Le bilan seulement des incendies (bâtiments et voitures) est impressionnant, comme l'indique le Centre des pompiers d'Athènes, citant 24 banques, 35 magasins, 22 voitures, 12 appartements, 63 poubelles, 7 stations d'autobus/trolleys, un bureau local de la ND. A Patras, ont été incendiés une banque, une voiture de police, 4 voitures de particuliers, une voiture de la préfecture et le parking de la direction de la police; à Thessalonique, le café de l'Université Aristote, un bureau de la ND, trois chantiers du métro, une moto et un bureau du KEP; à Heraklion, 2 banques; à La Canée une voiture de la préfecture et à Kavala un bureau de la ND et le bureau des passeports du commissariat.
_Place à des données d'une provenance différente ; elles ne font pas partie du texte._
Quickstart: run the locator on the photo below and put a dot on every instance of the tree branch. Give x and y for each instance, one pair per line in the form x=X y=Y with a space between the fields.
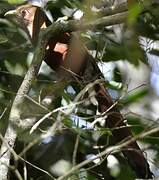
x=15 y=121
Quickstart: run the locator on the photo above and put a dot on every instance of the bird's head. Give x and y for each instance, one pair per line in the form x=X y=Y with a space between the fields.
x=30 y=18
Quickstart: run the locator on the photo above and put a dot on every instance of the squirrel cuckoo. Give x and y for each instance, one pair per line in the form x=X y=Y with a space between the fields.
x=67 y=54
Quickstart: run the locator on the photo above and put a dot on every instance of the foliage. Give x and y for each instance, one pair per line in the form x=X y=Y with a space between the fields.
x=74 y=138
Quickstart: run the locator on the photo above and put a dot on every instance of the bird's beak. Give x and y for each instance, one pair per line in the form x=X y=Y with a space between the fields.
x=10 y=13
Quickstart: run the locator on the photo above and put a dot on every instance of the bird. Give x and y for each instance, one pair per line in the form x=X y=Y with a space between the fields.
x=68 y=57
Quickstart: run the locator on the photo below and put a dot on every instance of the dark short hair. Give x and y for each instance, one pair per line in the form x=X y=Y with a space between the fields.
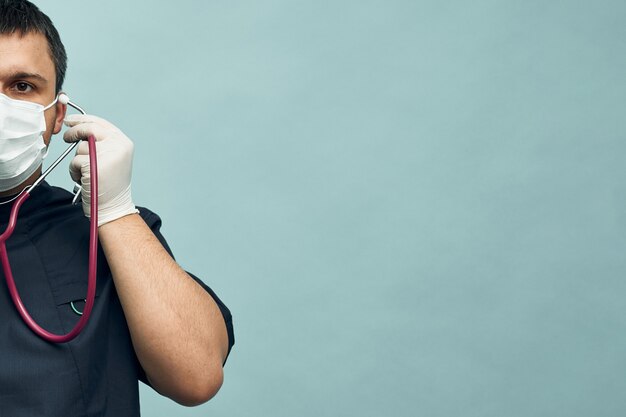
x=23 y=17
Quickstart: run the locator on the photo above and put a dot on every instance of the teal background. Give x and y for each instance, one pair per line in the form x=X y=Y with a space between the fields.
x=411 y=207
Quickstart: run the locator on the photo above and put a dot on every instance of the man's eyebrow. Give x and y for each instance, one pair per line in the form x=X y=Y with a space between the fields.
x=26 y=76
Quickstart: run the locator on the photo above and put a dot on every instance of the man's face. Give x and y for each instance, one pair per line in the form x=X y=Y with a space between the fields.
x=27 y=73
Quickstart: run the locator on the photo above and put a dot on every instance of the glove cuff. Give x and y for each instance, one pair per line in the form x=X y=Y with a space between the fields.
x=120 y=206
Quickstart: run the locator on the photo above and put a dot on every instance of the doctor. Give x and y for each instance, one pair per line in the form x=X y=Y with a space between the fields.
x=152 y=321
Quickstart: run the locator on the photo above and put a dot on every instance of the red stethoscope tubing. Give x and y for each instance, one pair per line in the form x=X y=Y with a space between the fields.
x=93 y=259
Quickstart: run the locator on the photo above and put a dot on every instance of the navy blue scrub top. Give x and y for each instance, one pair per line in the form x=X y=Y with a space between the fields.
x=96 y=374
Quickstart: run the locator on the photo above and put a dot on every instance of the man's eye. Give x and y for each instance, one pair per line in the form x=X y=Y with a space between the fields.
x=23 y=87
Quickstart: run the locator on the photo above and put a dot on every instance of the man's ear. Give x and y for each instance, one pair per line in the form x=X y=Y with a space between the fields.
x=58 y=121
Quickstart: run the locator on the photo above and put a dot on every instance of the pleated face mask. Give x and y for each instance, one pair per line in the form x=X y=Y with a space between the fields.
x=22 y=148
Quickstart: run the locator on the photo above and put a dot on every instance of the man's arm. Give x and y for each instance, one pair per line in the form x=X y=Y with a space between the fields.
x=177 y=329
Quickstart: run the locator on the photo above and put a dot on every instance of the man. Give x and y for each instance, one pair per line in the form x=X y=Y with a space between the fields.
x=151 y=320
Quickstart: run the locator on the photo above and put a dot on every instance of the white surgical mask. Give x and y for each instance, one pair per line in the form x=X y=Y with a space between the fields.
x=22 y=148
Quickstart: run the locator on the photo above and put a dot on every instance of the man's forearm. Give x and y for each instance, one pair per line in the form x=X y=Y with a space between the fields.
x=177 y=329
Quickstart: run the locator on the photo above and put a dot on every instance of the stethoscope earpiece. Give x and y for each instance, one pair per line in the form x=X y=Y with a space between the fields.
x=64 y=99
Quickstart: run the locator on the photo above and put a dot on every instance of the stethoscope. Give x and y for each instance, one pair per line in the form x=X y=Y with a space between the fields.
x=93 y=242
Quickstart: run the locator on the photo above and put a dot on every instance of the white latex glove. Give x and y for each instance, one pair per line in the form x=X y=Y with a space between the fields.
x=115 y=160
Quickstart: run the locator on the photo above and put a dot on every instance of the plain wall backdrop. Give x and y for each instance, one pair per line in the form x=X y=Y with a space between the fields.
x=412 y=208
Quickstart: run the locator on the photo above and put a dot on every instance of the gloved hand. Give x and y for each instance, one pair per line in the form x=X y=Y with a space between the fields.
x=115 y=160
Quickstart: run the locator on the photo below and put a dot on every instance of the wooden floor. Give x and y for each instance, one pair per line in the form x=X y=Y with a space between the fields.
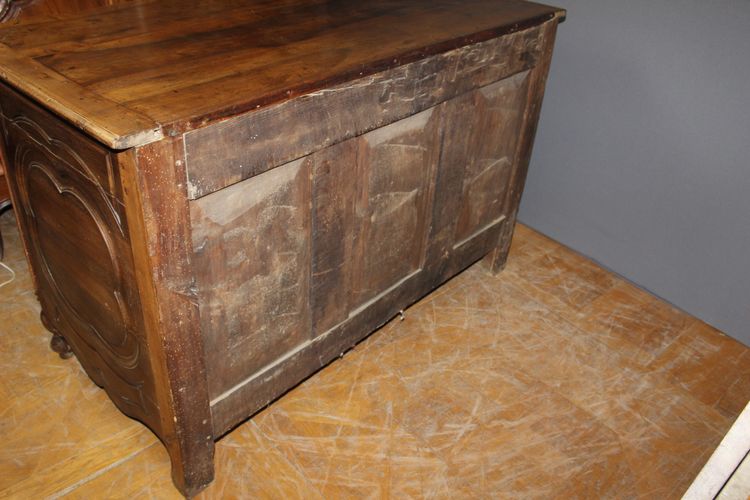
x=554 y=379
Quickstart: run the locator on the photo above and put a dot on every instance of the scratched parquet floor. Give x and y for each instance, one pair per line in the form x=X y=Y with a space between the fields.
x=555 y=379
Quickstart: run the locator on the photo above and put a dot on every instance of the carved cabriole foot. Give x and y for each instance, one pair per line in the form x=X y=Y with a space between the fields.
x=60 y=346
x=57 y=343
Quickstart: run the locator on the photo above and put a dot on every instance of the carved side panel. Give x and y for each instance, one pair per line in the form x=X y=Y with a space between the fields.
x=252 y=264
x=77 y=240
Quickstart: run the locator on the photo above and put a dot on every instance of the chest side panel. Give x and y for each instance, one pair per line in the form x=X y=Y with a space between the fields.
x=66 y=192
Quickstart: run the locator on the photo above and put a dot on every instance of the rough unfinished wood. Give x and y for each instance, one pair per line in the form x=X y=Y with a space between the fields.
x=294 y=174
x=154 y=189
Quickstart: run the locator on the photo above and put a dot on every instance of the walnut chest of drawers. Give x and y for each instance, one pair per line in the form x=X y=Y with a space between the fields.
x=219 y=198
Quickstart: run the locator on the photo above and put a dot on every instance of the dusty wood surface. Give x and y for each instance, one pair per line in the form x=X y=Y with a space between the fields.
x=150 y=68
x=379 y=148
x=495 y=260
x=295 y=265
x=254 y=142
x=154 y=188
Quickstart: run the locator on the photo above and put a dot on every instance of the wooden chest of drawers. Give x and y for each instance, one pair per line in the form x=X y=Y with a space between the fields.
x=218 y=199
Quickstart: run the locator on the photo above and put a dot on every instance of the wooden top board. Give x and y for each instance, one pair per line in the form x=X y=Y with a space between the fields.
x=131 y=74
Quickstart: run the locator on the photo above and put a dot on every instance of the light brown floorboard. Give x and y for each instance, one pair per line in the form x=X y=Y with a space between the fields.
x=555 y=379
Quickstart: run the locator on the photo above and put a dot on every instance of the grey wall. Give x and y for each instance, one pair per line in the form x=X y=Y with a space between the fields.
x=642 y=159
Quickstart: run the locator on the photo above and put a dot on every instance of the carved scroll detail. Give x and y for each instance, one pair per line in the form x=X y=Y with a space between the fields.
x=79 y=258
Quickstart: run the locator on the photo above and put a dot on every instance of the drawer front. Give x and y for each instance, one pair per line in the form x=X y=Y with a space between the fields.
x=64 y=189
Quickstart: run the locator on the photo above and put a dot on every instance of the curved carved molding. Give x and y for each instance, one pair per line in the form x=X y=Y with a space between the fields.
x=121 y=350
x=45 y=168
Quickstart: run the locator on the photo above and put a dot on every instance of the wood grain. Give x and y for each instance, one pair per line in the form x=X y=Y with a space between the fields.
x=252 y=143
x=154 y=68
x=154 y=189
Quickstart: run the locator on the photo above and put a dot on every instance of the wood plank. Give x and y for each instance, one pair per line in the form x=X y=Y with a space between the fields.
x=252 y=271
x=154 y=189
x=252 y=143
x=122 y=72
x=495 y=260
x=114 y=125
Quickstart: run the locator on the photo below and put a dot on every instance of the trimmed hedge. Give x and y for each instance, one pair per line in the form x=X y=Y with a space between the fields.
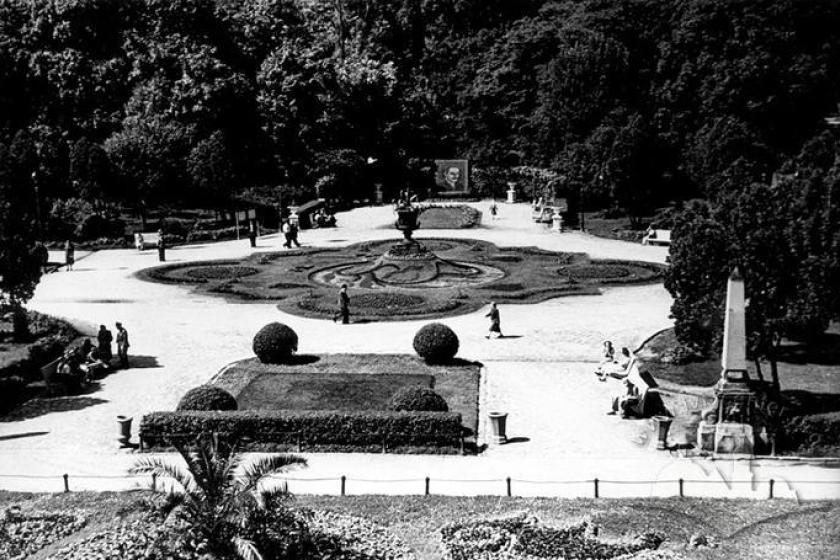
x=436 y=343
x=207 y=397
x=360 y=430
x=275 y=343
x=417 y=399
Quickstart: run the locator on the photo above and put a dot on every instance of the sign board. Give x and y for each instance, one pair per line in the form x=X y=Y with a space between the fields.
x=452 y=176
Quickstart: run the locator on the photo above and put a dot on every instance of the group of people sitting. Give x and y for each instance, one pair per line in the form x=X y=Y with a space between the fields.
x=87 y=361
x=631 y=386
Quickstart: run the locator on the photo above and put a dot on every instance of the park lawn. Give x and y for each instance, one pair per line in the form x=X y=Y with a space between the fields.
x=744 y=529
x=456 y=382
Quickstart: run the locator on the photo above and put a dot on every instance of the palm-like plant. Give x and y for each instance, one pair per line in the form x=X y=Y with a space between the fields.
x=219 y=491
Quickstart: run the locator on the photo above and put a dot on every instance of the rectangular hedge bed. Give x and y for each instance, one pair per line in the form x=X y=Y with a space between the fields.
x=312 y=430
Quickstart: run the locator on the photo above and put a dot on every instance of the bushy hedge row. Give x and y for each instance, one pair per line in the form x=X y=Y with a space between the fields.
x=363 y=429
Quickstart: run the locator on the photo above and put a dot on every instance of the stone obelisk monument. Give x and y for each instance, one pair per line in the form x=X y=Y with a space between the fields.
x=734 y=355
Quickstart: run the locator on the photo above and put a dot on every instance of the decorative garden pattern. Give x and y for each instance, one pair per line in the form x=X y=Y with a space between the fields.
x=393 y=281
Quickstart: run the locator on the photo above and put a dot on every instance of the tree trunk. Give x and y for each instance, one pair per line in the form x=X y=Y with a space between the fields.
x=20 y=323
x=774 y=369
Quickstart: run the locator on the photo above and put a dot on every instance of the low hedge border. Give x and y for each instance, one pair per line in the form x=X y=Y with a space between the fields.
x=319 y=429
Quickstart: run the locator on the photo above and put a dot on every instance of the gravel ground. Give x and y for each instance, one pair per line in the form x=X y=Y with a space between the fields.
x=540 y=373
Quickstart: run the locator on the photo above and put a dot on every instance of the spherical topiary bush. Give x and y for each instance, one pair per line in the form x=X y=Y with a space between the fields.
x=418 y=399
x=436 y=343
x=207 y=397
x=275 y=343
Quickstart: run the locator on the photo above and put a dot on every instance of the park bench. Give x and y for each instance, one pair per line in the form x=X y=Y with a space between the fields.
x=647 y=401
x=146 y=239
x=657 y=237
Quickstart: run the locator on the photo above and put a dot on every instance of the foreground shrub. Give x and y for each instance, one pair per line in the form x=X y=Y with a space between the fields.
x=812 y=435
x=418 y=399
x=436 y=343
x=207 y=397
x=355 y=430
x=521 y=537
x=275 y=343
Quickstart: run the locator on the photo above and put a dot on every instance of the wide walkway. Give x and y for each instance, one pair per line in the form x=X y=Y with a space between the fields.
x=542 y=376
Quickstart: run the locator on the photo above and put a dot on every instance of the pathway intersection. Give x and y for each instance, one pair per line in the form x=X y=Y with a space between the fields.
x=543 y=379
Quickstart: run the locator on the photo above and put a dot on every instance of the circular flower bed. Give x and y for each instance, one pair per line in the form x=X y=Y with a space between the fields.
x=594 y=271
x=387 y=300
x=275 y=343
x=221 y=272
x=418 y=399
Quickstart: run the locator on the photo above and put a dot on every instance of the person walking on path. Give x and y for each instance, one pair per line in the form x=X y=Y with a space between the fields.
x=104 y=339
x=495 y=322
x=252 y=232
x=161 y=246
x=69 y=254
x=122 y=345
x=343 y=306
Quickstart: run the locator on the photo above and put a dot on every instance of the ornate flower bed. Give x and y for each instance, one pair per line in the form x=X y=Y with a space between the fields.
x=454 y=276
x=521 y=537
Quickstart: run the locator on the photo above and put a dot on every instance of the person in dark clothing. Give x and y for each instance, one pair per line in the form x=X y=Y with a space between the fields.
x=495 y=321
x=343 y=306
x=122 y=345
x=252 y=233
x=293 y=229
x=161 y=246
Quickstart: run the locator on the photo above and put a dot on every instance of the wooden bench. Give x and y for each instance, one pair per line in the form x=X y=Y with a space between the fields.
x=657 y=237
x=146 y=239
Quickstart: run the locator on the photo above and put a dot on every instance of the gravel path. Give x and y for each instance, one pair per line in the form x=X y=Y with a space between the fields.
x=540 y=374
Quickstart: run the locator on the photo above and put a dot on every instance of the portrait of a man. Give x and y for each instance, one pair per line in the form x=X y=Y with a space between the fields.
x=452 y=176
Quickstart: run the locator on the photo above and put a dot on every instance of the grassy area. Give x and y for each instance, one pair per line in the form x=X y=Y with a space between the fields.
x=332 y=382
x=743 y=529
x=338 y=391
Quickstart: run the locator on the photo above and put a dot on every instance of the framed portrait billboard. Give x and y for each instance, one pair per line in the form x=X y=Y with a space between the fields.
x=452 y=176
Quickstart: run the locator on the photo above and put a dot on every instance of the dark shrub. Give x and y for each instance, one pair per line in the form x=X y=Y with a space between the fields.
x=207 y=397
x=436 y=343
x=275 y=343
x=418 y=399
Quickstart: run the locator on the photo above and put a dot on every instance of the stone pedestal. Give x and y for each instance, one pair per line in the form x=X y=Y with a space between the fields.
x=706 y=436
x=734 y=438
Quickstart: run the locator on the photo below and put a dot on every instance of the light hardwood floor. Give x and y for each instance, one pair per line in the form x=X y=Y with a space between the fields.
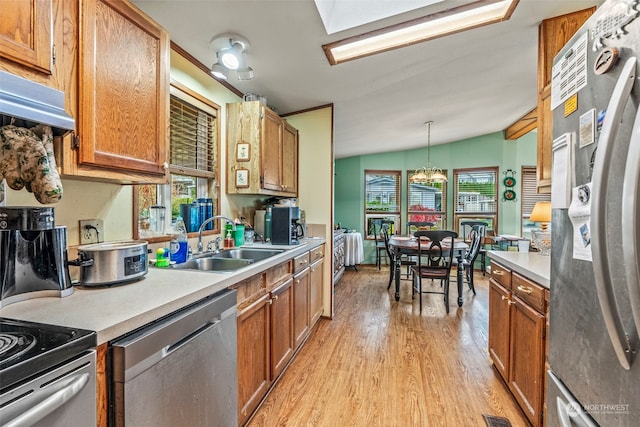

De nouveaux incidents ont eu lieu lundi à 16h, lorsqu'une trentaine de jeunes ont lancé des cocktails Molotov, des pierres, d'autres projectiles contre l'Académie diplomatique du ministère des Affaires étrangères, des magasins et des voitures, à la rue Skoufa à Kolonaki, dans le centre d'Athènes.

Mardi, en début d'après-midi, le médecin légiste M. Lefkidis, après l'autopsie du jeune Alexis Grigoropoulos, a conclu à un assassinat et présenté son rapport en présence d'un conseiller technique de la famille de la victime pour qu'il soit transmis à la Sûreté, puis ensuite au juge d'instruction. Selon ce rapport, la balle de petit calibre a frappé le jeune homme en plein coeur. Elle sera examinée par les experts en balistique de la Police hellénique (ELAS) pour déterminer sa trajectoire, à savoir si cette balle a été tirée directement sur la victime. La réponse devait être connue lundi soir ou au plus tard mardi matin.

Les manifestations continuent

La situation ne devrait guère s'améliorer dans les jours qui viennent, avec l'entrée en lice des centrales syndicales et des partis de l'opposition qui appèlent à descendre dans la rue, alors que l'on craint le pire mardi, jour des obsèques du jeune homme. Une première manifestation a eu lieu, lundi soir, place Omonoia, à l'appel du parti communiste (KKE).

Le président du PASOK, Georges Papandréou, dans des déclarations lundi, a appelé les manifestants à défiler pacifiquement mardi, à protester contre la violence sans avoir recours à la violence, à chaque coin de la Grèce, à allumer une bougie pour Alexis Grigoropoulos et, enfin, à unir leurs forces pour l'espoir, la paix, la justice et l'humanisme.

M. Papandréou a critiqué le gouvernement de ne pas assumer ses responsabilités et de défendre uniquement ses propres intérêts, en oubliant ceux des citoyens.

La Confédération générale des Travailleurs de Grèce (GSEE), en réunion d'urgence lundi, a modifié son programme de mobilisations et appelle à une manifestation mercredi 10 décembre à 11h place Syntagma devant le Parlement.

"Les agressions contre les droits démocratiques, sociaux et du travail exigent une participation massive à la grève générale de mercredi prochain, qui sera la réponse des travailleurs à toute forme de violence, à la politique anti-emplois, aux licenciements et au chômage", indique le communiqué de la GSEE.

A cet appel fait écho l'Union des fonctionnaires (ADEDY), qui donne rendez-vous également place Syntagma à 11h, et parle dans un communiqué "des lourdes responsabilités politiques et à mettre fin de l'arbitraire".

L'ADEDY informe de plus qu'elle soutiendra mardi les mobilisations des enseignants par un arrêt de travail de midi jusqu'à la fin de l'horaire des services administratifs dans les villes où auront lieu ces mobilisations.

Enfin, les Jeunesses communistes répondent présentes à leur tour à la manifestation mardi des associations d'élèves-étudiants qui auront lieu dans toute la Grèce, et à celle du mercredi aux côtés des syndicats.

La Chambre de Commerce et d'Industrie d'Athènes (EBEA) annonce aussi le report des manifestations qu'elle a prévues cette semaine et, en particulier, la remise des prix aux élèves et étudiants, initialement prévue le mercredi 10 décembre.

En raison de la grève des aiguilleurs du ciel mercredi 10 de ce mois, la compagnie aérienne Aegean Airlines a annoncé l'annulation de tous ses vols.